L’italiano è oggi disponibile all’uso e consumo della comunità nella sua quasi interezza e in una grande varietà di impieghi, sia parlati che scritti: nel parlato continua ad avanzare sui dialetti e sulle varietà regionali, sempre più spodestati anche in contesti informali, mentre nello scritto, benché soprattutto nelle sue manifestazioni “digitate”, si attentano strati sociali che fino a pochi anni fa avrebbero avuto minime o nulle occasioni sia di leggere sia di scrivere. Proprio sul terreno del cosiddetto italiano digitato o e-taliano – che enfatizza la commistione fra i tratti tipicamente standard dello scritto e quelli tipicamente substandard (o presunti tali) del parlato e che favorisce la deproblematizzazione della scrittura – verso l’inizio degli anni duemila si sono scontrati gli opposti schieramenti dei catastrofisti, che prospettavano lo scenario apocalittico di un italiano snaturato dalle abbreviazioni e dagli amalgama alfanumerici da sms, e dei giustificazionisti o whateveristi (dalla teoria del linguistic whateverism di Naomi S. Baron), portati ad avvalorare l’efficacia comunicativa del messaggio anche a discapito della sua forma.

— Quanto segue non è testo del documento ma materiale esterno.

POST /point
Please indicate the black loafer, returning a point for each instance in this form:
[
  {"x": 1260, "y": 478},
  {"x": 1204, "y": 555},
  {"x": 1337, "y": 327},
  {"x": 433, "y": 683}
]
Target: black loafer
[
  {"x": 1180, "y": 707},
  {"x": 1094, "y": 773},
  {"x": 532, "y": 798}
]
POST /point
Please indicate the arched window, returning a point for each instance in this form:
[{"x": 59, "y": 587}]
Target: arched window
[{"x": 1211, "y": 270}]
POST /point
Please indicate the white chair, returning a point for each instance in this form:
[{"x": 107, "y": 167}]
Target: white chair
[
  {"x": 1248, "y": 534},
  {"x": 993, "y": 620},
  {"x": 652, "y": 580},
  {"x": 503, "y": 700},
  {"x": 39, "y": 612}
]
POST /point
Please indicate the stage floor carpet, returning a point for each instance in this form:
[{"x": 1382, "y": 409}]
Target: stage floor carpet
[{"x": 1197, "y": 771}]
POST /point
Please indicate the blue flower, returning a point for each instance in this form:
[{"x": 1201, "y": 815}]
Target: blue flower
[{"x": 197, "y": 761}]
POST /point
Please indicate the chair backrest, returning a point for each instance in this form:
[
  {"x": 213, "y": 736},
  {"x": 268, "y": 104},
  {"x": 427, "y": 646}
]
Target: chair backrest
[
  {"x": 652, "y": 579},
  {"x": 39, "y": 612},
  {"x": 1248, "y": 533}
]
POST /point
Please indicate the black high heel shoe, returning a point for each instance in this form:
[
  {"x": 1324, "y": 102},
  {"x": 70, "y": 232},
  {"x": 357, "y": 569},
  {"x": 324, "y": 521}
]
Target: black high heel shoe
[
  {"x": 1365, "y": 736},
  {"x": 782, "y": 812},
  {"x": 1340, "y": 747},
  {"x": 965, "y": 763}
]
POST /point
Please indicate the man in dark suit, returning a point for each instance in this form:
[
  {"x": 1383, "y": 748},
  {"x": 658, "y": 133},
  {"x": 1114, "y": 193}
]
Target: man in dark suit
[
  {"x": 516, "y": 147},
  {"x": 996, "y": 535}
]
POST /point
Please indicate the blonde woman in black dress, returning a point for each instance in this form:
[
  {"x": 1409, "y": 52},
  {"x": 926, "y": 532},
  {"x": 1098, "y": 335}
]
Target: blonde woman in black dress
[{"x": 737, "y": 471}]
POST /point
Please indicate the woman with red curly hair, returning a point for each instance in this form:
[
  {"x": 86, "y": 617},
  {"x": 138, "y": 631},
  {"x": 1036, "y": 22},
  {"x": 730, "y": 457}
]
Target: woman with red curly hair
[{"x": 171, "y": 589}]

A disorientare l’italiano e dunque a favorire la diffusione di bussole linguistiche si sono aggiunti altri stimoli esterni, come la forte immigrazione che incentiva un neo-plurilinguismo a base straniera e che accelera fenomeni di semplificazione già in corso da decenni, o come la stretta del «morbus anglicus», come Arrigo Castellani lo definì più di trent’anni fa, che per semplice moda, per pigrizia intellettuale o per provincialismo travestito da internazionalismo abbranca un italiano prono a un’«anglicizzazione stupida» (Claudio Marazzini). Sollevando più di una polemica e aizzando mai sopiti istinti puristici, il morbo inglese ha contagiato anche il discorso (in) pubblico di politica, pubblica amministrazione e media, che per esempio prescelgono jobs act e spending review rispetto a legge sul lavoro e taglio della spesa, anche se sono soprattutto i politici che con le loro invettive e sgrammaticature immiseriscono e mortificano l’italiano su registri rasoterra, al contempo abbassando, per via del prestigio di cui comunque godono, la soglia dell’accettabilità linguistica.

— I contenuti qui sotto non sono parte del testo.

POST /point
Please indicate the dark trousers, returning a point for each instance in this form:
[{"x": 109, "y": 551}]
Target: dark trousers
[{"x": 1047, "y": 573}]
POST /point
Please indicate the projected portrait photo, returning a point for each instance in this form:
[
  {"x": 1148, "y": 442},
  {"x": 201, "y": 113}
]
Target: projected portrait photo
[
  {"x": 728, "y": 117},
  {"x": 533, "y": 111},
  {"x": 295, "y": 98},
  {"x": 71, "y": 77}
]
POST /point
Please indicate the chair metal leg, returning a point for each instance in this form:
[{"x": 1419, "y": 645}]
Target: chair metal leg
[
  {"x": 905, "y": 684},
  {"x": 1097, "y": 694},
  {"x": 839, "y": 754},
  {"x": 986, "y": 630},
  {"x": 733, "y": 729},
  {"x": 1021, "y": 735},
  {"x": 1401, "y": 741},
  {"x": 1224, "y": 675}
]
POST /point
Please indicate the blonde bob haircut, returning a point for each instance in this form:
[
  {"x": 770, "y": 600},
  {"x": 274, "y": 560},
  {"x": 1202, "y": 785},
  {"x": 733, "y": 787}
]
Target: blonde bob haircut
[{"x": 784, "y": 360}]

Senza potere indugiare oltre nell’incartamento dei fenomeni linguistici in corso, peraltro spesso concomitanti e inestricabili l’uno dall’altro, rispetto alla pubblicistica di cui abbiamo parlato ce n’è d’avanzo per giustificare da un lato la richiesta di utenti spaesati o infastiditi, dall’altro l’offerta che si sforza di tendere corde linguistiche pericolosamente allascate. Se neanche trincerati dietro questa pila di libri c’è garanzia di schivare l’errore (tutti sbagliano, anche i laureati in lettere), la stessa pila pare testimoniare quanto alto sia l’interesse per l’italiano e quanto forte sia il sentimento di lealtà linguistica della comunità, ivi compresi i “nuovi italiani” arrivati con le ondate migratorie: tutti loro, tutti noi ravvisiamo nella lingua italiana un imprescindibile vincolo identitario, mostrando nei suoi confronti un attaccamento affettivo che la rassomiglia, più che a una lingua madre, a una lingua mamma.